Firstly, these are the photographs of a family that was murdered this weekend. They are human beings, who were murdered by another human being — being a victim or murderer is a human experience that goes beyond national identity.
Calling this family an “Israeli family” and the person who murdered them a “terrorist” only furthers the type of violence that resulted in this murder. Arguing that these images are “of what Israel’s enemies are capable of” colludes an already dangerous, violent narrative of “us” vs. “them” with nationalism.
I understand, that in moments like these — where we are shocked into disgust and anger — that we feel the need to bunker up, to know who is “us” and who is “them”. In fact, I think that’s a part of human nature. But this part of our human nature does not serve our needs as human beings. Distinguishing between the “victim” and the “murderer” will not help us end the cycle of violence that inspired this act.
In the future, we will probably come to know the Fogel family more — we will see pictures and videos of their children and their family. We will hear from their neighbors, friends and maybe even their remaining children.

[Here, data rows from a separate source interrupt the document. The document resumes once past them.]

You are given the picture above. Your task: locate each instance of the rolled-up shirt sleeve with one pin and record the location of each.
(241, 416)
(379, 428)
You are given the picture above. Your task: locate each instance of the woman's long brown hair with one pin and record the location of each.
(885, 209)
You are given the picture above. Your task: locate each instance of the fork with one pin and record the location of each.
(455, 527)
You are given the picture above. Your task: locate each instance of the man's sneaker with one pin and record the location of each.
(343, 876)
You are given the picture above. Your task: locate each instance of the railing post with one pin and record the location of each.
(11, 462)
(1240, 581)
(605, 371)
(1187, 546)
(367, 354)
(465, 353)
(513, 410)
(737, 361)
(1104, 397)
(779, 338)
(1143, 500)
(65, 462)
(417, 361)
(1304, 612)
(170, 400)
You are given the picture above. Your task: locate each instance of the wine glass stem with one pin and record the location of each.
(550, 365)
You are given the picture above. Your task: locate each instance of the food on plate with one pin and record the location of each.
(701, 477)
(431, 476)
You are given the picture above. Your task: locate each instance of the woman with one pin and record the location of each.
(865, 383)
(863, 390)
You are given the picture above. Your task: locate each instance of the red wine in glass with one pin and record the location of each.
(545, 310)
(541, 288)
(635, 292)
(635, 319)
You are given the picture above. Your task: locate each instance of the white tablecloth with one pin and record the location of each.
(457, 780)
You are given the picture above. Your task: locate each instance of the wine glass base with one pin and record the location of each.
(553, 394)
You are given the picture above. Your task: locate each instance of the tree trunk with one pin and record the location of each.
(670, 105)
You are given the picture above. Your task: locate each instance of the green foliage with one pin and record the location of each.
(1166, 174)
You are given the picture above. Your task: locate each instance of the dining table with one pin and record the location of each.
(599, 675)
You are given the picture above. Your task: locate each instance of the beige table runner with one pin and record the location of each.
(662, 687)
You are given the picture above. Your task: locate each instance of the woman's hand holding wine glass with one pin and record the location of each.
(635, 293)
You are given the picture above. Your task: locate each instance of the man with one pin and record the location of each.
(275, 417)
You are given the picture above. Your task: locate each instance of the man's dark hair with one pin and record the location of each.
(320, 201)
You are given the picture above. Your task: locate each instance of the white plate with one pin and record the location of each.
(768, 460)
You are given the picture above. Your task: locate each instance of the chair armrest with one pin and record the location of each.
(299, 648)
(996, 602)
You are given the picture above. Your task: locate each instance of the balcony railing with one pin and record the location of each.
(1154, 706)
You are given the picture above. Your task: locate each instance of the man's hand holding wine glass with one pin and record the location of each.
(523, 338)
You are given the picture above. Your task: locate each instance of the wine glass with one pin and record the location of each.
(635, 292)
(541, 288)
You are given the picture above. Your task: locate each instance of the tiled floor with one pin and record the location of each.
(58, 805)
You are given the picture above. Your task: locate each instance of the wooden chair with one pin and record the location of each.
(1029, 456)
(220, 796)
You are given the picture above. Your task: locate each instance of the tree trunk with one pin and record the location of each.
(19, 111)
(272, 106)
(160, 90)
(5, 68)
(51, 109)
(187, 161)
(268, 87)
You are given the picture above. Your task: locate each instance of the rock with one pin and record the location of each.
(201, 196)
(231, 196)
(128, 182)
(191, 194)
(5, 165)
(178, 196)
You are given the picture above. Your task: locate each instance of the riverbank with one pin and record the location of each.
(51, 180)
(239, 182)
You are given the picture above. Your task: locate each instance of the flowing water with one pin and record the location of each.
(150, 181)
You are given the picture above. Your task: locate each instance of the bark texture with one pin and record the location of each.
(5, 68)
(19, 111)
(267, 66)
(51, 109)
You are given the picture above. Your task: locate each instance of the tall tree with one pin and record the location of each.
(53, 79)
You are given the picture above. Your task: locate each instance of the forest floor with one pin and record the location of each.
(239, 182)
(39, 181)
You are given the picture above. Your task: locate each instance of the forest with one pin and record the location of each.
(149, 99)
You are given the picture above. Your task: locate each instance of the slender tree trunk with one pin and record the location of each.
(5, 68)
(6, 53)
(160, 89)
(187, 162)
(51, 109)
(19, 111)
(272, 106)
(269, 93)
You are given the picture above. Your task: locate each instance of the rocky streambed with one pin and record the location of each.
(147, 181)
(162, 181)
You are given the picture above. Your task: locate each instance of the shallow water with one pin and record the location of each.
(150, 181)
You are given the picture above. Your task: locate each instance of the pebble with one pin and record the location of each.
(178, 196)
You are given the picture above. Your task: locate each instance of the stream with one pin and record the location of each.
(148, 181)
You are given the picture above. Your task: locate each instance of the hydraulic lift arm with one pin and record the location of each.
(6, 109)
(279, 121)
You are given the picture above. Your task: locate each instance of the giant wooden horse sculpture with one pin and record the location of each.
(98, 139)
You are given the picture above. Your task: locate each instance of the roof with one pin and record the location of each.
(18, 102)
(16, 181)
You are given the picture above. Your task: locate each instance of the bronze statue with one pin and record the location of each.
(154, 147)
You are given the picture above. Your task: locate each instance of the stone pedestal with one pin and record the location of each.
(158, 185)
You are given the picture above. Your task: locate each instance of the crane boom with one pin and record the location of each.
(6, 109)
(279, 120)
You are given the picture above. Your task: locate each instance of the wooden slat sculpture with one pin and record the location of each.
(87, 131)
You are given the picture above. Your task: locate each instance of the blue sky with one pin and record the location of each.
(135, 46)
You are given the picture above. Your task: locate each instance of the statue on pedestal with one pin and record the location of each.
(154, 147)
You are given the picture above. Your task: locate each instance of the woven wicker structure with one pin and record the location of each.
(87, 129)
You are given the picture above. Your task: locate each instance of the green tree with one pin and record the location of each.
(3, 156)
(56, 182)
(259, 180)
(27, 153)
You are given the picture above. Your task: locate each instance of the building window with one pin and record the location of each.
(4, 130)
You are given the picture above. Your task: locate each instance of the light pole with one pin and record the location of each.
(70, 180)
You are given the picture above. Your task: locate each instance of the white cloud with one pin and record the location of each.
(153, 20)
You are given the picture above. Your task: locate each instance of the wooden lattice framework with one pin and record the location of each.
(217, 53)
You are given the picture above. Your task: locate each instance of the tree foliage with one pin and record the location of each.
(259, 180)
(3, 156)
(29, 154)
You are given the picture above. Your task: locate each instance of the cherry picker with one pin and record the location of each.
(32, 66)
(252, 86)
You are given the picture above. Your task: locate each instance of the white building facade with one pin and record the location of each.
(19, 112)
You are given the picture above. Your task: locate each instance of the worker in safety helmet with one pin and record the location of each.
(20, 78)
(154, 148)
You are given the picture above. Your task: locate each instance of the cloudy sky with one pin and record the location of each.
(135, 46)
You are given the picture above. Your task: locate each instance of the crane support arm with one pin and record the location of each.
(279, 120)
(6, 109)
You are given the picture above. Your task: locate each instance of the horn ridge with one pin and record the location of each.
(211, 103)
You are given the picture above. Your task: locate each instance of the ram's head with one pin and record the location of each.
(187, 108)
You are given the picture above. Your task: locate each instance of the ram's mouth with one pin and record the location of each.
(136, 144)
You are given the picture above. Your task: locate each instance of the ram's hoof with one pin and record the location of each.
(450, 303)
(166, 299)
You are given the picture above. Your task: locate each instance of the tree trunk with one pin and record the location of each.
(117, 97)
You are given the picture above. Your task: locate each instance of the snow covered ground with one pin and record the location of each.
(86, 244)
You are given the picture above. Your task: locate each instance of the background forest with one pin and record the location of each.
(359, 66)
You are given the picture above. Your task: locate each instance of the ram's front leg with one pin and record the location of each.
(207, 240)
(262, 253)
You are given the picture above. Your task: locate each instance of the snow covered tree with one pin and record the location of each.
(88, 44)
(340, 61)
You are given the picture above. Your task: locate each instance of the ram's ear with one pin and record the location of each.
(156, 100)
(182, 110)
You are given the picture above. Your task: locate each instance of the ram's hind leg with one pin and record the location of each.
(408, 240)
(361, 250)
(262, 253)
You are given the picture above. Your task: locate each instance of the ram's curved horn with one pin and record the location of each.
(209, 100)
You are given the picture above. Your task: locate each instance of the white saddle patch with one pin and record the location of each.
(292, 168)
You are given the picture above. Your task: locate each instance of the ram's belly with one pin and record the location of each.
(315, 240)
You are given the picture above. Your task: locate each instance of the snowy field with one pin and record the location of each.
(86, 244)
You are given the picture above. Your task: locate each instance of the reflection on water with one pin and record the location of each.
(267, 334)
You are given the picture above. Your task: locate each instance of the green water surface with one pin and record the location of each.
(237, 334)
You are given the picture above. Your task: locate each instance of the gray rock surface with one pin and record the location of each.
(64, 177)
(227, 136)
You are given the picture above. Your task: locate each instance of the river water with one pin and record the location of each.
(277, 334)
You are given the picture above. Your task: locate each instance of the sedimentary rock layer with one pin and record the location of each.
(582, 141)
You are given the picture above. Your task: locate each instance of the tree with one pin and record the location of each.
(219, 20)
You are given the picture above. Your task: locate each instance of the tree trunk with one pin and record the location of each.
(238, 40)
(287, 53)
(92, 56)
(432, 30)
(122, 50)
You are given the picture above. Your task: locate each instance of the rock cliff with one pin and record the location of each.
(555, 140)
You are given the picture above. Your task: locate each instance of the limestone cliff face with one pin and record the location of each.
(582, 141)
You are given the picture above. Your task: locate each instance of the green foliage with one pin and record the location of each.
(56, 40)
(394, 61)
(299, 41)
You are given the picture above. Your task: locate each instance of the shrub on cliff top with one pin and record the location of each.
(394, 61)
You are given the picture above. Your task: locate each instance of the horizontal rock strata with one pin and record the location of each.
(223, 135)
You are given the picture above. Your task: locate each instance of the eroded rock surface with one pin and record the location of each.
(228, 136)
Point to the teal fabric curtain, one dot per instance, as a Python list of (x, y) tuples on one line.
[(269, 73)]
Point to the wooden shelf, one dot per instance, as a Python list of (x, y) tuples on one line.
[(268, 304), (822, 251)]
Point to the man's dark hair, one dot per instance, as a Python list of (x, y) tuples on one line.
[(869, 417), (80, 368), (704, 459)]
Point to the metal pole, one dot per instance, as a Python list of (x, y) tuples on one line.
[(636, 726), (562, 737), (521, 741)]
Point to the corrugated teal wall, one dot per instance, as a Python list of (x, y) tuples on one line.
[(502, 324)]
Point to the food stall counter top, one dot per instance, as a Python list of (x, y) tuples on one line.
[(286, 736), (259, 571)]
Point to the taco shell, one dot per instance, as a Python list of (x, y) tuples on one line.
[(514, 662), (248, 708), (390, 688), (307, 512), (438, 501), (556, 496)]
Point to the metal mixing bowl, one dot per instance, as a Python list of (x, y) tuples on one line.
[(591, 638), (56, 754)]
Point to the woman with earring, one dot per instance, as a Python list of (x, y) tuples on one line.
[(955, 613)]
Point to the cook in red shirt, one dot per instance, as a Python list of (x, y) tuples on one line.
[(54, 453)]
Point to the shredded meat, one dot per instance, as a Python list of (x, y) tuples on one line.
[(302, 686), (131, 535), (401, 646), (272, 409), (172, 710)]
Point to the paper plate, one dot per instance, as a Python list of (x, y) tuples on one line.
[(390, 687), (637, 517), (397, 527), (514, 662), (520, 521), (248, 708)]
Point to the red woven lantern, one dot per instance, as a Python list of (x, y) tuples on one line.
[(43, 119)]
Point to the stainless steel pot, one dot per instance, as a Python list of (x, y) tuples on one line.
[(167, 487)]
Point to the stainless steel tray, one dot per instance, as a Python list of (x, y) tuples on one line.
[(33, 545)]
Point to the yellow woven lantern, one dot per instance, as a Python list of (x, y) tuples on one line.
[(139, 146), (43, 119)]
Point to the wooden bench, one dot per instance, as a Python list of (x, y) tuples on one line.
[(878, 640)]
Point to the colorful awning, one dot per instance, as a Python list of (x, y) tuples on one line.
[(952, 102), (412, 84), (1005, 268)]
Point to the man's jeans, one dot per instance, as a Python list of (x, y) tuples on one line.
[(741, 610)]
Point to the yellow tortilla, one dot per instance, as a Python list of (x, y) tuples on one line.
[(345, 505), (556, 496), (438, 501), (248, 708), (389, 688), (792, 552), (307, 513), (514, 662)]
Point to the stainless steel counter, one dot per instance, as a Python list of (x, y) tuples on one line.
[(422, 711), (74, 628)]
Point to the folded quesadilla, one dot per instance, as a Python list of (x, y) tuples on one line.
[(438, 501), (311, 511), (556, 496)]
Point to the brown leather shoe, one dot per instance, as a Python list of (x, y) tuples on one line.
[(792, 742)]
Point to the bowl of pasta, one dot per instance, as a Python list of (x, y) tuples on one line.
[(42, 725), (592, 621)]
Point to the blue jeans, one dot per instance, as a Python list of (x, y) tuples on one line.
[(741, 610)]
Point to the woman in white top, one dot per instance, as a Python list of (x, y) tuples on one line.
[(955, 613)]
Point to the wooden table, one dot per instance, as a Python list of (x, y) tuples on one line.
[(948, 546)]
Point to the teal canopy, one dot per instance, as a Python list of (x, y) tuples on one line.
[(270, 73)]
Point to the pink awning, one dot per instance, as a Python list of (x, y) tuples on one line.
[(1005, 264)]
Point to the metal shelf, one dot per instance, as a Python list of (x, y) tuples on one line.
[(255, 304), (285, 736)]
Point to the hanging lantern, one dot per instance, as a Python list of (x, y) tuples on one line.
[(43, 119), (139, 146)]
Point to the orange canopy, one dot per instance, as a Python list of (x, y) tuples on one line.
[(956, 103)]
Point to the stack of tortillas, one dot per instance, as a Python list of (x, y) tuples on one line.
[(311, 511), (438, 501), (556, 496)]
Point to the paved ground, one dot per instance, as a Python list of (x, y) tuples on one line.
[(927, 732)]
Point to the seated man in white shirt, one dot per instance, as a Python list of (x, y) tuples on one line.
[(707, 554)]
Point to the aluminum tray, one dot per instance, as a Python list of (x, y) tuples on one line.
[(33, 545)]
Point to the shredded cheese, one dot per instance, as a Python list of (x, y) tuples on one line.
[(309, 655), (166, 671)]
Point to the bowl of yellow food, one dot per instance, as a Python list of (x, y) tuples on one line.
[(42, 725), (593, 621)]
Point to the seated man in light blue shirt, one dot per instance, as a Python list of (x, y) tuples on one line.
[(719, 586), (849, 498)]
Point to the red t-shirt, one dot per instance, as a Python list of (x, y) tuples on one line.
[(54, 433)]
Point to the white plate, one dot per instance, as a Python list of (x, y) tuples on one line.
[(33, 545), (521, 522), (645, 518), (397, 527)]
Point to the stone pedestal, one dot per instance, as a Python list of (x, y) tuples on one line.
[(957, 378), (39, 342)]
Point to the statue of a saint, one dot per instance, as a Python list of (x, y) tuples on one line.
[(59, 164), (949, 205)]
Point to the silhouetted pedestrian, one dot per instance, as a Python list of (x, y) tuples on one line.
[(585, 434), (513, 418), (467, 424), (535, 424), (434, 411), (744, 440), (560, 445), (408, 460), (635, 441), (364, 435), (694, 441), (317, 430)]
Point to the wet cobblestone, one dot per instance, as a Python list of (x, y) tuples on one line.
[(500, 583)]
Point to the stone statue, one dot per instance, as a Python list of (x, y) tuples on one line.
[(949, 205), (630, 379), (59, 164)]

Surely, official representatives of both the Israeli and Palestinian nations will use their names to make political statements and hopefully to try and call for an end to this violent cycle that we are trapped in.
But one voice that I think is most important for us to hear, a voice that will probably be silenced, is the voice of the murderer and his / her family. What led this person to commit such a terrible crime? What message were they trying to send to the majority of Palestinians and Israelis who are working to end this cycle of violence? And most importantly, but surely difficult to ask is how is this murderer a victim?
Both the Fogel family and the murderer were highly dedicated to their national causes. The Fogels felt so strongly about their either national or religious convictions that they became a part of the settler movement — a movement that’s central values deny others their basic human rights and are far from the values of most Israelis. The murderer felt so strongly that the situation in which he / she was living in was so unjust that he / she had to take justice into their own hands and break one of the most central commandments G-d gave to all people — something most Palestinians would never dream of doing.
So on this eve, of yet another tragedy in our Holyland, may we find the courage to move beyond “us” and “them,” may we come together now and in the future against murder — Israeli and Palestinian alike — and never forget, to look beyond the binary.